Dünya Yetenek Derecelendirmesi’nde İsviçre, eğitim ve öğretime yapılan yoğun yatırımlar, aynı zamanda uluslararası çalışanlar arasındaki çekicilik unsuru sayesinde beşinci kez ilk sırada yer alırken onu Danimarka, Norveç, Avusturya ve Hollanda takip etti. Altıncı sırada yer alan Kanada, ilk 10’a giren tek Avrupa dışı ülke olurken Kanada’nın arkasından Finlandiya, İsveç, Lüksemburg ve Almanya geldi.
Dünya Yetenek Derecelendirmesi raporunda en dikkat çekici noktalardan birisi ise ABD’nin 12., Avustralya’nın 14. ve Birleşik Krallık’ın da 23. sırada yer alması oldu.Sonuçta üçü de 63 ülkeyi yetenekleri geliştirme, kendine çekme ve elinde tutma becerilerine göre sıralayan listede üst seviyelerde yer almayı başaramadı. Öte yandan söz konusu raporda, Singapur yetenekli çalışanlar için Asya’nın en iyi ülkesi olarak 13. sırada gelirken Hong Kong 18. sırada yer aldı. Diğer dikkate değer Asya ülkeleri ise 39. sırada yer alan Çin, 45. sırada yer alan Endonezya ve 53. sırada yer alan Hindistan’dı.
İlgili haberlerde şirket yöneticileri ve dış verilerin birleşimiyle hazırlanan raporun, ülkeleri üç faktör üzerine ölçtüğü kaydedildi. Bu üç faktör; ulusal eğitim sisteminin yatırım ve gelişimi, ülkenin yabancı işçiler için çekiciliği (yaşam kalitesi, vergiler, yaşam maliyeti gibi) ve yeni istihdam olanakları yaratıp çalışanları eğitme becerisi olarak belirtildi. IMD Dünya Rekabetçilik Merkezi’nin direktörü Arturo Bris de rapora ilişkin sonuçların Avrupa’nın eğitim ve öğretim programlarına tarihi yatırımını yansıttığını dile getirdi.
Bunun özellikle de İsviçre için geçerli olduğunun üzerini çizdi. Öte yandan ayrı bir IMD çalışmasında dünyanın en rekabetçi ülkesi olarak belirtilen ABD’nin eğitim sisteminin yatırım ve verimliliği açısından geride kaldığı vurgulandı. Tüm bunların yanında, Avrupa’nın 2018 sıralamasını domine etmesine rağmen ilerleyen yıllarda bu durumun değişebileceği aktarıldı.
IMD direktörü Bris, işverenler ve çalışanlar yeni iş türlerine yöneldikçe, ülkelerin yalnızca bugünün işleri için değil yarının işleri için de faydalı bir ortam sağlamaları gerektiğini söyledi.

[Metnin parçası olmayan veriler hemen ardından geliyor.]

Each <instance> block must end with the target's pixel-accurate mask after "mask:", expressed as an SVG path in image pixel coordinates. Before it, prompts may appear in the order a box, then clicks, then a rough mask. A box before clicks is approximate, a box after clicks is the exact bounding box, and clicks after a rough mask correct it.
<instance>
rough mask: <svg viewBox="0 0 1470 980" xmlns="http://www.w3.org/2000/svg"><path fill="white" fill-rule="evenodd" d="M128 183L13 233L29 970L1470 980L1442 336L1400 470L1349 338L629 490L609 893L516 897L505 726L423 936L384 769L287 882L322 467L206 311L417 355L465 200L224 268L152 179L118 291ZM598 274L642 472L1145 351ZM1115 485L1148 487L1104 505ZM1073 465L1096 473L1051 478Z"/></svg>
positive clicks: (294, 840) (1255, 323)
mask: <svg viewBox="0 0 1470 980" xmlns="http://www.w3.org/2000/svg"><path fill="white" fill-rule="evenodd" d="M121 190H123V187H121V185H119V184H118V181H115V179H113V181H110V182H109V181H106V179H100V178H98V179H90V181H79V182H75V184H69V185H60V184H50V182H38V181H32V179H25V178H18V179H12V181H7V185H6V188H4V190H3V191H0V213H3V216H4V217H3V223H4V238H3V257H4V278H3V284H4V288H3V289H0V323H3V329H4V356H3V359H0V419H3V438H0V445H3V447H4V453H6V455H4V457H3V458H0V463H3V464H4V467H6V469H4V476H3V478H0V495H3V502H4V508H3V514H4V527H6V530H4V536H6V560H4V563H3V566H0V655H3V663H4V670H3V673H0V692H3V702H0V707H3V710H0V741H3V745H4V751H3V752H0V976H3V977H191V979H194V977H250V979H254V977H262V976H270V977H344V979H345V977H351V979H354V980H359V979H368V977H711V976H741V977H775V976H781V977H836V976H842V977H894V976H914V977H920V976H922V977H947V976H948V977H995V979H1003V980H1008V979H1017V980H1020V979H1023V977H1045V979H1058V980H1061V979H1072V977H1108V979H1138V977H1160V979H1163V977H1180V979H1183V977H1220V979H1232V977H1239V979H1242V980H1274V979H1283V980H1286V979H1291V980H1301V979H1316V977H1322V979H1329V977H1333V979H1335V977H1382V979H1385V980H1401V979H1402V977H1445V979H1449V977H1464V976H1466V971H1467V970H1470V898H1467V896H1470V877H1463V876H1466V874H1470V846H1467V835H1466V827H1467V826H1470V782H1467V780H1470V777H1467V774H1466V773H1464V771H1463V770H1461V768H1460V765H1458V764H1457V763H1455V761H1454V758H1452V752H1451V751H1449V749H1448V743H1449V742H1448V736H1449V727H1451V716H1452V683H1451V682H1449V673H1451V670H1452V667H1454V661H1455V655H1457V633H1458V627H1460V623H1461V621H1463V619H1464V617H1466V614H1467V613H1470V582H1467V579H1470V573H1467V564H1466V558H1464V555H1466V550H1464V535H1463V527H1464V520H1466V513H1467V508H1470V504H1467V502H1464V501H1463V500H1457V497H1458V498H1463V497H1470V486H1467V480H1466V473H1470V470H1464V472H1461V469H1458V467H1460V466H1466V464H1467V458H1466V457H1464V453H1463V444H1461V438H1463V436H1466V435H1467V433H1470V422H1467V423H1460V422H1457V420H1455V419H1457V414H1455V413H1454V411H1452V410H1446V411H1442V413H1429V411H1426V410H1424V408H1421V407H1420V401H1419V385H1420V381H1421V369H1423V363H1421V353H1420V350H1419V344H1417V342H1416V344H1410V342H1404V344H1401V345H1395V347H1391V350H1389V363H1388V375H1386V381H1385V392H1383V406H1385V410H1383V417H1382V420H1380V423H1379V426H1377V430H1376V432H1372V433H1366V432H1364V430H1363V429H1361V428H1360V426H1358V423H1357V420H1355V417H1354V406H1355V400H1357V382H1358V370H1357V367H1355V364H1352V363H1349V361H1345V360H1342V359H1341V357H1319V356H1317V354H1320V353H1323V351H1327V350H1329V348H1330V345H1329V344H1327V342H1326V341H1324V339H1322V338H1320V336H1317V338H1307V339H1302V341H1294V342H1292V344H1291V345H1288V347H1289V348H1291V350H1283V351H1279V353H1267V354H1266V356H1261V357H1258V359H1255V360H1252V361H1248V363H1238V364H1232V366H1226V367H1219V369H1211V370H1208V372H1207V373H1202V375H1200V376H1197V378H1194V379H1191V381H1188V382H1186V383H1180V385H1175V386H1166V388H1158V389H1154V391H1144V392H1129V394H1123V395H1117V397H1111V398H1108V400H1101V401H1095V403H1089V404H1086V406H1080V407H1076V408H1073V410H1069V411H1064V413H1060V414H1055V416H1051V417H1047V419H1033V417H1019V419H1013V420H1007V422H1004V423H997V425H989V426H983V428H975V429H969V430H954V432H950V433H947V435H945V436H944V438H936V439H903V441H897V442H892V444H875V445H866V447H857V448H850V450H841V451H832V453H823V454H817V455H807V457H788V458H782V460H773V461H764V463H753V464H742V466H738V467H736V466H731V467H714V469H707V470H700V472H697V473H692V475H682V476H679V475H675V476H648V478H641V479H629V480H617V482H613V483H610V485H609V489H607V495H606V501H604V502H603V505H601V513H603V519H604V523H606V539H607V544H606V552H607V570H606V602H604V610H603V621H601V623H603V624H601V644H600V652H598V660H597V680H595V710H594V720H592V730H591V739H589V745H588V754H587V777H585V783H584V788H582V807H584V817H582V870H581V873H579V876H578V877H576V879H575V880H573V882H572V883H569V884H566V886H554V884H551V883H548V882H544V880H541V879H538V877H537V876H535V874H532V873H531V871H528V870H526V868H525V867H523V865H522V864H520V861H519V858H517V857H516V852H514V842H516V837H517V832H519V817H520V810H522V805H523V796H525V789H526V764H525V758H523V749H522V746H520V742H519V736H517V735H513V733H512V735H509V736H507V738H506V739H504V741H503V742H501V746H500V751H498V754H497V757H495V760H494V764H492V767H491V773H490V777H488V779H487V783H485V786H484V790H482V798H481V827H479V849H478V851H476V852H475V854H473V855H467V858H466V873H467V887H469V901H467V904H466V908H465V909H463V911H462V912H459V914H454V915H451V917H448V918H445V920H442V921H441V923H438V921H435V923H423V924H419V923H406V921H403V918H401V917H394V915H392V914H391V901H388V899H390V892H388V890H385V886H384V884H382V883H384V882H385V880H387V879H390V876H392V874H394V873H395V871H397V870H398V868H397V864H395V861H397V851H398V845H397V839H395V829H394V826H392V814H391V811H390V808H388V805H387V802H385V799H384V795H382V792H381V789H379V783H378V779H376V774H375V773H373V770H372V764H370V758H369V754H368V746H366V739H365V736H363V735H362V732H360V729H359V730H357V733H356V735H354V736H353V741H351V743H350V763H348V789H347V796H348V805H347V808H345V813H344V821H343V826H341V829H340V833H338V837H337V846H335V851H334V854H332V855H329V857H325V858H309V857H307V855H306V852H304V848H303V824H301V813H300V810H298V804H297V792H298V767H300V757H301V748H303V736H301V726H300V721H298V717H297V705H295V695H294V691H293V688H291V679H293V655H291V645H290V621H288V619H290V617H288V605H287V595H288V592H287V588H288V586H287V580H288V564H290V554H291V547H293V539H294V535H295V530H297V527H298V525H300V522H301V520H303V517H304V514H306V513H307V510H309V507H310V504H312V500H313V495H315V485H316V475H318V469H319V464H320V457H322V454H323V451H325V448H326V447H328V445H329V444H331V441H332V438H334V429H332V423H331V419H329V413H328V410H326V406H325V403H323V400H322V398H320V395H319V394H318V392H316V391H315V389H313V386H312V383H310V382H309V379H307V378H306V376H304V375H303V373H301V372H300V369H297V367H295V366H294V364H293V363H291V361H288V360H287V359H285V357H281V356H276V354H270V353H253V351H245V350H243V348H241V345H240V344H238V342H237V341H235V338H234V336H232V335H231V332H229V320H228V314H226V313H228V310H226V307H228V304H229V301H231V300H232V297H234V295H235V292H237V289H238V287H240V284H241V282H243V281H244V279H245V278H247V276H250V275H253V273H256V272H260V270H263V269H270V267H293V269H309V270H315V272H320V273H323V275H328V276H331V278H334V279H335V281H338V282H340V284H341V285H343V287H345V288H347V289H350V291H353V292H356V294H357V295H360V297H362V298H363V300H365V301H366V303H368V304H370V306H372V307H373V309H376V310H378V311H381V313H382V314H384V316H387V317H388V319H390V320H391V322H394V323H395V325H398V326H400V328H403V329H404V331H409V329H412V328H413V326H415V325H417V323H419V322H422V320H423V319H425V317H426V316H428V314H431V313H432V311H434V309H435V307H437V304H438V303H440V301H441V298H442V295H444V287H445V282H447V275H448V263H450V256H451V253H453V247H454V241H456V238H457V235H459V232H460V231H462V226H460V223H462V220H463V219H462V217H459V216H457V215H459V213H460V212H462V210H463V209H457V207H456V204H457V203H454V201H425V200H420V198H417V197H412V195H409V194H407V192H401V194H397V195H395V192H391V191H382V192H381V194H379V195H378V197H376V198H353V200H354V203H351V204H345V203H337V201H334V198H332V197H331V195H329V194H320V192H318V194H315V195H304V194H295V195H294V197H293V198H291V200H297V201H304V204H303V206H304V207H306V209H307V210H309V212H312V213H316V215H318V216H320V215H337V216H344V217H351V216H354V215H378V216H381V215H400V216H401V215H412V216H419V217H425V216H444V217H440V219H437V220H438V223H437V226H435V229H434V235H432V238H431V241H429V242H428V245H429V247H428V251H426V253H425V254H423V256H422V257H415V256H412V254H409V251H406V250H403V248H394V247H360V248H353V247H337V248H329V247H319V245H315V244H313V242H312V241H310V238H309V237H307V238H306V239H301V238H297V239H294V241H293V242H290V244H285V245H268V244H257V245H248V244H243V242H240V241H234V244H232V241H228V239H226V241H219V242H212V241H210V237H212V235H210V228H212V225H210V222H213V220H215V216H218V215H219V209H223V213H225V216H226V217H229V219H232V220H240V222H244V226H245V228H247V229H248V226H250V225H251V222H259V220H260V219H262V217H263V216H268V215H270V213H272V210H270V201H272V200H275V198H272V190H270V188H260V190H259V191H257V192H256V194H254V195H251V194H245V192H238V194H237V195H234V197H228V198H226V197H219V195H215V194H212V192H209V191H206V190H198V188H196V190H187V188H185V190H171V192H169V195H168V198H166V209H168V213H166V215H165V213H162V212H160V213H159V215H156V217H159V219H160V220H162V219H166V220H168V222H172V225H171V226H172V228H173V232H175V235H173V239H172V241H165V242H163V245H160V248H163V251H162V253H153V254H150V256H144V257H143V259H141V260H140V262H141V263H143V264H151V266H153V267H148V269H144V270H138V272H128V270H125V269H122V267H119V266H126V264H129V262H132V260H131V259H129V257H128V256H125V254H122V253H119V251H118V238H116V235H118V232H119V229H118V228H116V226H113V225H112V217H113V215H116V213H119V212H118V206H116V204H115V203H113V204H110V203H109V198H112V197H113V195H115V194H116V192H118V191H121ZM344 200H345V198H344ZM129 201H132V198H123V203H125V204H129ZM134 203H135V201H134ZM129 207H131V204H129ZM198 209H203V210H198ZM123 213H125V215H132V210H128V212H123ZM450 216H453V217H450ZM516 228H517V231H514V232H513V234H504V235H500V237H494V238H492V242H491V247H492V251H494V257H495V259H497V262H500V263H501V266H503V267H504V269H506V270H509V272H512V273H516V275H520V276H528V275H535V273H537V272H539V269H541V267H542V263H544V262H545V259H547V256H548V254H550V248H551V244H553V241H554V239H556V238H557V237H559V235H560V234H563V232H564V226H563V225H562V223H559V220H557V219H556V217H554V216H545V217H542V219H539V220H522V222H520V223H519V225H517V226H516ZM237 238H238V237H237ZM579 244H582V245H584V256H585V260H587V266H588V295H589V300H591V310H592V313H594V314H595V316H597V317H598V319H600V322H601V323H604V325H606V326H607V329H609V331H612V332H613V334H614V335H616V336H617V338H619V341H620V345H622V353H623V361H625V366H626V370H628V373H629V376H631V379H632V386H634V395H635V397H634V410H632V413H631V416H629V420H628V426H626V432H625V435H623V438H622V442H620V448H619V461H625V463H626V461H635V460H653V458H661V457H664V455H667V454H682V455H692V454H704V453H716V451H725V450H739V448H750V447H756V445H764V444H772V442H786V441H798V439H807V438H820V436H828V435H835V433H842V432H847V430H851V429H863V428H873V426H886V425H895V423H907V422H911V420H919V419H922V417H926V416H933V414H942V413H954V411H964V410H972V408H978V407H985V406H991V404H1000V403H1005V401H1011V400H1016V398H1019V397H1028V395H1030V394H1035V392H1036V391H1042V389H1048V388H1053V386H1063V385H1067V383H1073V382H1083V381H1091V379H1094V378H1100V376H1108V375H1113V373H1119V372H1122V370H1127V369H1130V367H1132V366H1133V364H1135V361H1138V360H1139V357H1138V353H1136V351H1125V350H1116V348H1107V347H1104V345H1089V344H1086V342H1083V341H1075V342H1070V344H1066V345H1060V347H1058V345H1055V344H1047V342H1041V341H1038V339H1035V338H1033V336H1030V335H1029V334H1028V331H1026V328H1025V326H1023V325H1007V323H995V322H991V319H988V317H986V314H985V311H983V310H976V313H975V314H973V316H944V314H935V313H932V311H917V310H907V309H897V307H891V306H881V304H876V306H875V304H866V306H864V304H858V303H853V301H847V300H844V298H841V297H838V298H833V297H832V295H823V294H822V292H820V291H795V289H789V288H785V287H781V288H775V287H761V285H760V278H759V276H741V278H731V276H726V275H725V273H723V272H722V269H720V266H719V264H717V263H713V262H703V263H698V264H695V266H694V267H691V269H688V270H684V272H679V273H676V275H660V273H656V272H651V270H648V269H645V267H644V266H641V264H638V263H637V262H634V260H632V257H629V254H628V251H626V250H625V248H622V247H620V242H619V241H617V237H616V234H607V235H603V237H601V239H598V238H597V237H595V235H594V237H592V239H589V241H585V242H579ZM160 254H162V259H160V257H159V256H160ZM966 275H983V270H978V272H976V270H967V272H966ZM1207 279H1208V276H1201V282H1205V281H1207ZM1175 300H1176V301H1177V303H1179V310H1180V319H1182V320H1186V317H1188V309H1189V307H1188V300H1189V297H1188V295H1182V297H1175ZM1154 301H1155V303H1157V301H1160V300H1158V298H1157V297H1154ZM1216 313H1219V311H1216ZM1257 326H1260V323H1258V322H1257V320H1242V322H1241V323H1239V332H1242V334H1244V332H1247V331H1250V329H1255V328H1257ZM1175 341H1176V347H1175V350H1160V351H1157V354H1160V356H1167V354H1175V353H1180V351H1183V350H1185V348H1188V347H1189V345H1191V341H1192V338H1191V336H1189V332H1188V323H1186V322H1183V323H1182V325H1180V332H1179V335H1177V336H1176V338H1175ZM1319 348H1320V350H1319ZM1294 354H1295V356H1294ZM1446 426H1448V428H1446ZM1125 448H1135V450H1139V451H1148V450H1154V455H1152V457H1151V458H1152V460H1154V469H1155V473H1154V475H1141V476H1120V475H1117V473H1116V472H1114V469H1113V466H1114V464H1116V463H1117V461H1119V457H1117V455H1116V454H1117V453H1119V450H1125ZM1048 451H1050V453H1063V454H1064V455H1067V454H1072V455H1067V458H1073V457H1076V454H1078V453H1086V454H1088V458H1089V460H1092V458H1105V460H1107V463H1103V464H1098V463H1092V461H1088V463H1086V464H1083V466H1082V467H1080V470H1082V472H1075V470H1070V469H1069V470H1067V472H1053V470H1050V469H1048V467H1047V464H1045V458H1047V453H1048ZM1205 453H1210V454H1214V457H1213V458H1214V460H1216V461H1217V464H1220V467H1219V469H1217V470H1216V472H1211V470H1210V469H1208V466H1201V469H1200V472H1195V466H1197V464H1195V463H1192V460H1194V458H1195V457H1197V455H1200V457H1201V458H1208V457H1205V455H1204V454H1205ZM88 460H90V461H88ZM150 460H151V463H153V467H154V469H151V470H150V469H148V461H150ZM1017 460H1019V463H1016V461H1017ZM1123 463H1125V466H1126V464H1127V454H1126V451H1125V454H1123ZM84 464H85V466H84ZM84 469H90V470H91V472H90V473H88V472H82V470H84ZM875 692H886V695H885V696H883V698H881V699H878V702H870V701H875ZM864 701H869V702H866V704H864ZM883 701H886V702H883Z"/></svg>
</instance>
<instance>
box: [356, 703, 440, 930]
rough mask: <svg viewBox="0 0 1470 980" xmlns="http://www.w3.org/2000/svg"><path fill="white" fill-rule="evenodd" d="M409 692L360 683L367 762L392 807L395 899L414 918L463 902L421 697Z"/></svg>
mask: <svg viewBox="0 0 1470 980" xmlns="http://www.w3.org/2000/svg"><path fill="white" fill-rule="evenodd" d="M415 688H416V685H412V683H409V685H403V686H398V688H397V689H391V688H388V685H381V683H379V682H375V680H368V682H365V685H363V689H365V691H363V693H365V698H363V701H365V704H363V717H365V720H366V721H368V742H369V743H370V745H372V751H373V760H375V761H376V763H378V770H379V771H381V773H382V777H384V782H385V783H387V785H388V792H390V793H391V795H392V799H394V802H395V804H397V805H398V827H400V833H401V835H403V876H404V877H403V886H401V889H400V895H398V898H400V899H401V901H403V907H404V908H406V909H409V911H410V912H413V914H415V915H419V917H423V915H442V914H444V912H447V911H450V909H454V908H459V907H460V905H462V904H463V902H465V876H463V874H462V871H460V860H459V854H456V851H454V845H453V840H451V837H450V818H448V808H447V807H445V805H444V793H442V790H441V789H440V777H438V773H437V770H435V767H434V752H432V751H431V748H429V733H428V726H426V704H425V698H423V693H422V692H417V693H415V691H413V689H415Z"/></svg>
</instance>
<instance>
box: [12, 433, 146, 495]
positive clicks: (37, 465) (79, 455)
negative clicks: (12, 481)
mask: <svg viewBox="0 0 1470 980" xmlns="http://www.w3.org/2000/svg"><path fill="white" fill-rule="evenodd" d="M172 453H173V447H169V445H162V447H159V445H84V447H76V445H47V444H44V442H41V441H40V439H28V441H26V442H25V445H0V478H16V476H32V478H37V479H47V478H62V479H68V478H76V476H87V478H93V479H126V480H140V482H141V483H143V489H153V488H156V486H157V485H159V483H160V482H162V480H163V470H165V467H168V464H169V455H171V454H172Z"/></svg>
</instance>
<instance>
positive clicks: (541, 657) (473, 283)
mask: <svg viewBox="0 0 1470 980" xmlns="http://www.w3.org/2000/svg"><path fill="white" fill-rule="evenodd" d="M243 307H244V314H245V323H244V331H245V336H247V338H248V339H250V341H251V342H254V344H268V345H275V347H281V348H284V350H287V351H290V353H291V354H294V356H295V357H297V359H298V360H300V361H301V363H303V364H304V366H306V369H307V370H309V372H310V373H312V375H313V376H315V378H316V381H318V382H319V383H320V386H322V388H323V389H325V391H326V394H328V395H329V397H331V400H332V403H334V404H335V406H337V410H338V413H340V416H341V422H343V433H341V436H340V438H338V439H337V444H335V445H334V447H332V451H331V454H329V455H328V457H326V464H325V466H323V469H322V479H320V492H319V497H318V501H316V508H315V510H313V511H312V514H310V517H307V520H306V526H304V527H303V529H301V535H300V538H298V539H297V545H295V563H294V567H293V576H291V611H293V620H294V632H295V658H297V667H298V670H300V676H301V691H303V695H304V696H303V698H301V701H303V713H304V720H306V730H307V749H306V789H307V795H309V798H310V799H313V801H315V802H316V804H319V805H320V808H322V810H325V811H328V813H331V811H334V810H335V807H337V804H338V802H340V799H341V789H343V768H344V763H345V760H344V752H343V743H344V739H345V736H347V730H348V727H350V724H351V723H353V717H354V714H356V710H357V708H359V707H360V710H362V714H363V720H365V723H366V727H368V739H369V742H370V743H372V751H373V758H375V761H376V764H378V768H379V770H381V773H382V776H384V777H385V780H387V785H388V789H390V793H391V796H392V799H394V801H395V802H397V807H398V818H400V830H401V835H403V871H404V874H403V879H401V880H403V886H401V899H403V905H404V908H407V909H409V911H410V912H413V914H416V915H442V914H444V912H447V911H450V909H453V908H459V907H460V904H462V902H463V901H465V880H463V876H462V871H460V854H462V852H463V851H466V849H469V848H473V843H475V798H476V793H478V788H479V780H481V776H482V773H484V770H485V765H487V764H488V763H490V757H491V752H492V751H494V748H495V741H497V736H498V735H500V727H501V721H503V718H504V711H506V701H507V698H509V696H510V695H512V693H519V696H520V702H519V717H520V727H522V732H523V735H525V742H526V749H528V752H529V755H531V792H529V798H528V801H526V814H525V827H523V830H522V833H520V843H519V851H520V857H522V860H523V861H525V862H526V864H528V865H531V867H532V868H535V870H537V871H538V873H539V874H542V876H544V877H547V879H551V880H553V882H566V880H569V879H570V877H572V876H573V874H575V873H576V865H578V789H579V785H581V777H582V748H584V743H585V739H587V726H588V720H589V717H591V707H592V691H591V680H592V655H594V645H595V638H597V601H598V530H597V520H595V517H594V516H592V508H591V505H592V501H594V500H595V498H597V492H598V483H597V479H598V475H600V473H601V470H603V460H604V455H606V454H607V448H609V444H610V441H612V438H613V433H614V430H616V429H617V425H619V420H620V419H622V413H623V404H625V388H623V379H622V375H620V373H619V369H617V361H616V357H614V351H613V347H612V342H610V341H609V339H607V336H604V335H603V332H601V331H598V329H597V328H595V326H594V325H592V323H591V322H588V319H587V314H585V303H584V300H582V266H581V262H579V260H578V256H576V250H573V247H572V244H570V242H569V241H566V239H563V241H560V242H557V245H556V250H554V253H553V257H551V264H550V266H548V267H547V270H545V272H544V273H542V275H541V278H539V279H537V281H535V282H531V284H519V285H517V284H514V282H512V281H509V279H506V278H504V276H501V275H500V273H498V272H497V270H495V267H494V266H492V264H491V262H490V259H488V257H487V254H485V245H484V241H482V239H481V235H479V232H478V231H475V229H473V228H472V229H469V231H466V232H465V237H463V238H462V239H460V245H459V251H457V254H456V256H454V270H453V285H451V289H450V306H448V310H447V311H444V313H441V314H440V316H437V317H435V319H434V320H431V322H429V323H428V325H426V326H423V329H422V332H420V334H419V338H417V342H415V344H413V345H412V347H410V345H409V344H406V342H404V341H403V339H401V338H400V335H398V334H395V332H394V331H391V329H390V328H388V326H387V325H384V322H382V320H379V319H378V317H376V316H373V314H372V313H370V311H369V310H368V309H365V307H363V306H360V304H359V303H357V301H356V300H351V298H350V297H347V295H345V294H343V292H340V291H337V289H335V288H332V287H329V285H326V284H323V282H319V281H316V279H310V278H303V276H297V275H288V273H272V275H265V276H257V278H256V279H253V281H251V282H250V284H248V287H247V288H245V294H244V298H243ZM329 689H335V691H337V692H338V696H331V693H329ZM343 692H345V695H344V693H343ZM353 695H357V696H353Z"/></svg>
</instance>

“Bugünün işlerini verecek bir eğitimden kaçınmalıyız, geleceğin işlerini sağlayacak eğitim sistemlerine ve yeteneklere bakmamız gerekiyor” diyen Bris bu bağlamda, kısa vade teknik beceriler gerektiren işlere odaklanılacağını ancak uzun vadede yaratıcılık ve inovasyona geçileceğini ifade etti. Dolayısıyla Bris, tarihsel olarak yaratıcı becerilere ve öğrenmeyi öğrenme yaklaşımına odaklanmış ABD ve Avrupa ülkelerinin iyi donanımlı olacağını öngördü.